No, really. It is. At least that's what Nicholas Carr would have you believe. He's the author of The Shallows, a new book that takes a look at what spending so much time hooked up to technology is doing to our internal wiring. And the results of his research don't look very encouraging.


According to Carr, being constantly aware of the shifting of information — an awareness so extensive that a lot of us receive constant "alerts," requiring us to shift time and attention on an increasing basis — has changed the way we think, making our thought processes more superficial.


In other words, it's getting a lot harder, and therefore a lot more uncommon, for people to spend time in deep thought.
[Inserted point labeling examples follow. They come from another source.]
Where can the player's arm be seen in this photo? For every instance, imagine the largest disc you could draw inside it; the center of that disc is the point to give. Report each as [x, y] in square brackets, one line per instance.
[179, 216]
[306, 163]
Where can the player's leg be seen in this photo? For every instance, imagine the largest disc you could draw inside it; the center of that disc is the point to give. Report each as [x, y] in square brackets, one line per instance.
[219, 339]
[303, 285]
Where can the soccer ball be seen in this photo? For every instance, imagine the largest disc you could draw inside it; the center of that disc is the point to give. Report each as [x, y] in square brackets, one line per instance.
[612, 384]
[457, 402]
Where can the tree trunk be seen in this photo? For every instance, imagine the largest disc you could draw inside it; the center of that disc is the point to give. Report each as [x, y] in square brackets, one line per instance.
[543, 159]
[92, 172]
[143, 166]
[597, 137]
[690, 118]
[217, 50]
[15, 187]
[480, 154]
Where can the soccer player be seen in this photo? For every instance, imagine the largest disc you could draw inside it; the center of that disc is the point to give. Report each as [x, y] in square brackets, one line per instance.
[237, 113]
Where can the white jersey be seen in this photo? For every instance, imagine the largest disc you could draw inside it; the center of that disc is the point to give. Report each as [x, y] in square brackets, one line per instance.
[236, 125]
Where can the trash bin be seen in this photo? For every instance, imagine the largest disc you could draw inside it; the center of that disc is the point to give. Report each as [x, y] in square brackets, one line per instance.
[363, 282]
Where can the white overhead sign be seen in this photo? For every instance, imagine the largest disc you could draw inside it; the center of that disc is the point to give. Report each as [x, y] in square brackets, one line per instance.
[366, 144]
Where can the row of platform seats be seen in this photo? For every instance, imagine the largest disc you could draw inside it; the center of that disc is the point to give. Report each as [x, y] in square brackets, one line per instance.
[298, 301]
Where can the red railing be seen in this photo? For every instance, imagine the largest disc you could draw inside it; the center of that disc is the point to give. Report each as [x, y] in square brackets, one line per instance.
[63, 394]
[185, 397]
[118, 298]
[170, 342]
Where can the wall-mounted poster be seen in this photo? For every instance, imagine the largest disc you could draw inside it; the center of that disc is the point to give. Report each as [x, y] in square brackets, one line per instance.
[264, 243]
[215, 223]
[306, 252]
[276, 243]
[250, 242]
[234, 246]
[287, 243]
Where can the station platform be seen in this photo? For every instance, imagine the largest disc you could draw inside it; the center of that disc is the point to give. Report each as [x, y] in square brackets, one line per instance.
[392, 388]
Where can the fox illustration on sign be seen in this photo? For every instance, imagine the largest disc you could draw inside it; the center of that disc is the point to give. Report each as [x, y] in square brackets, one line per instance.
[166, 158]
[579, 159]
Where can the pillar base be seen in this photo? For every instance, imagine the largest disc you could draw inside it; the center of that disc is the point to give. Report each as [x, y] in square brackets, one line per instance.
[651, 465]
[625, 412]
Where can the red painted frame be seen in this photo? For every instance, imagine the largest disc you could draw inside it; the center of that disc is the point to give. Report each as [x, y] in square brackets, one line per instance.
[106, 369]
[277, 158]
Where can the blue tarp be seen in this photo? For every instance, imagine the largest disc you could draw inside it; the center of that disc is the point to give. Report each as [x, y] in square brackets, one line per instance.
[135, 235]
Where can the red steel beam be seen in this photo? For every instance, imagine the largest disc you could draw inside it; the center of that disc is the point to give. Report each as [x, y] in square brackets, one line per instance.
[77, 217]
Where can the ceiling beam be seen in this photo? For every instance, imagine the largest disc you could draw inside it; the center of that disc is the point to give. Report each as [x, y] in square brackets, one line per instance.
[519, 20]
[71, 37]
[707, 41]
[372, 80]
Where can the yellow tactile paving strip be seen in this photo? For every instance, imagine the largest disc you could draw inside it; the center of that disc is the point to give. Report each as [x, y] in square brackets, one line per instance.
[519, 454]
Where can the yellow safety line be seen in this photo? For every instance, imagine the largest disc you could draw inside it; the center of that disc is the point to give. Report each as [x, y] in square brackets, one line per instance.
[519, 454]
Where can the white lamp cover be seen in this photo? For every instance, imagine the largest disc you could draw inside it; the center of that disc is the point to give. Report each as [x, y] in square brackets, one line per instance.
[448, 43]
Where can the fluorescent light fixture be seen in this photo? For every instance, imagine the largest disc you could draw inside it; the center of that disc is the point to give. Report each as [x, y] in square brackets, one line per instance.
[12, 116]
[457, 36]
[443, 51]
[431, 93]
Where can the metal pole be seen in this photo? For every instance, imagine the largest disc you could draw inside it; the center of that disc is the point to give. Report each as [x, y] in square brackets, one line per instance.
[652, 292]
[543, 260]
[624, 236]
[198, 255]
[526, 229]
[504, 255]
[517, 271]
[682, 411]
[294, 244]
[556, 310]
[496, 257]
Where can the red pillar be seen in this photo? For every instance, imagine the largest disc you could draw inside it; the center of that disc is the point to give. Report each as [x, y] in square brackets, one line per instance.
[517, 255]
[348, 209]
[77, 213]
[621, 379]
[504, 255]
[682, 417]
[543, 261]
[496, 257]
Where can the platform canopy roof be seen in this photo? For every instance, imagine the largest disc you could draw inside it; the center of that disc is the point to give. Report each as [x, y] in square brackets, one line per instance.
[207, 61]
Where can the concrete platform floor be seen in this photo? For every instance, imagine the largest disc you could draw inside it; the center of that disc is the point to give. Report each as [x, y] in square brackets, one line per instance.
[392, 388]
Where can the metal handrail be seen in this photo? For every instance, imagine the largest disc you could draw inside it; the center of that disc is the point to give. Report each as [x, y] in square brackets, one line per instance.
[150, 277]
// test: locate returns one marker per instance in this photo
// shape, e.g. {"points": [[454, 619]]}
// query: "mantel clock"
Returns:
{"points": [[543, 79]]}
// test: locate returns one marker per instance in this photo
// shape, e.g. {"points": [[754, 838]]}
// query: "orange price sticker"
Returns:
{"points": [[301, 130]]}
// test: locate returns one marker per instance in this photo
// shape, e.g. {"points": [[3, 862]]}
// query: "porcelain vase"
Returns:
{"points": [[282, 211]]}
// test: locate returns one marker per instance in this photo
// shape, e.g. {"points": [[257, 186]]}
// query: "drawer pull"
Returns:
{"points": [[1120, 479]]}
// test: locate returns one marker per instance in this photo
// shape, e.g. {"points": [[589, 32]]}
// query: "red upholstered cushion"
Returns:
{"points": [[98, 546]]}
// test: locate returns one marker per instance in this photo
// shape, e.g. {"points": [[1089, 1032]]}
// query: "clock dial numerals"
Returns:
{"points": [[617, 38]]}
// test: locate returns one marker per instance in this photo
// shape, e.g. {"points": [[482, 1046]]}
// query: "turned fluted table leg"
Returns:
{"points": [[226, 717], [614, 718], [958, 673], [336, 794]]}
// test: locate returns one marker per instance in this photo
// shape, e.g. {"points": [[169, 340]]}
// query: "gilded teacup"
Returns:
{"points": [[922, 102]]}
So uncommon, in fact, that the mere act of sitting down without distractions can feel awkward.


Carr worries that people are moving from being cultivators of personal knowledge to being hunters and gatherers in an electronic dataforce. The internet has brought the knowledge of the world to our fingertips, but Carr argues that merely having ready access to it doesn't make us, well, ... smart. Real knowledge, according to Carr, is not external. It occurs inside us. It is what allows us to make connections between ideas.


In an interview with the CBC's Piya Chattopadhyay, Carr warned that the loss of deep contemplative thinking might affect more than school test scores.


"Culture is built on people's ability to be attentive and think deeply about one thing," Carr said. "I worry that we'll be seeing the basic foundations of cultural richness begin to crumble as we don't pay attention anymore."


That is, unless you consider lol cats and box cats and keyboard cats high cultural knowledge. Either way, isn't it time you checked your e-mail?

1 comment:

Giselle Angelica Munoz said...

Maybe this is the reason why a 100% bar pass rate has been so hard to achieve. Professors, bar examiners and the Supreme Court should take notice of this phenomenon and understand our plight. They should make exams more conducive to our generation, especially since we have no choice but to use the Internet.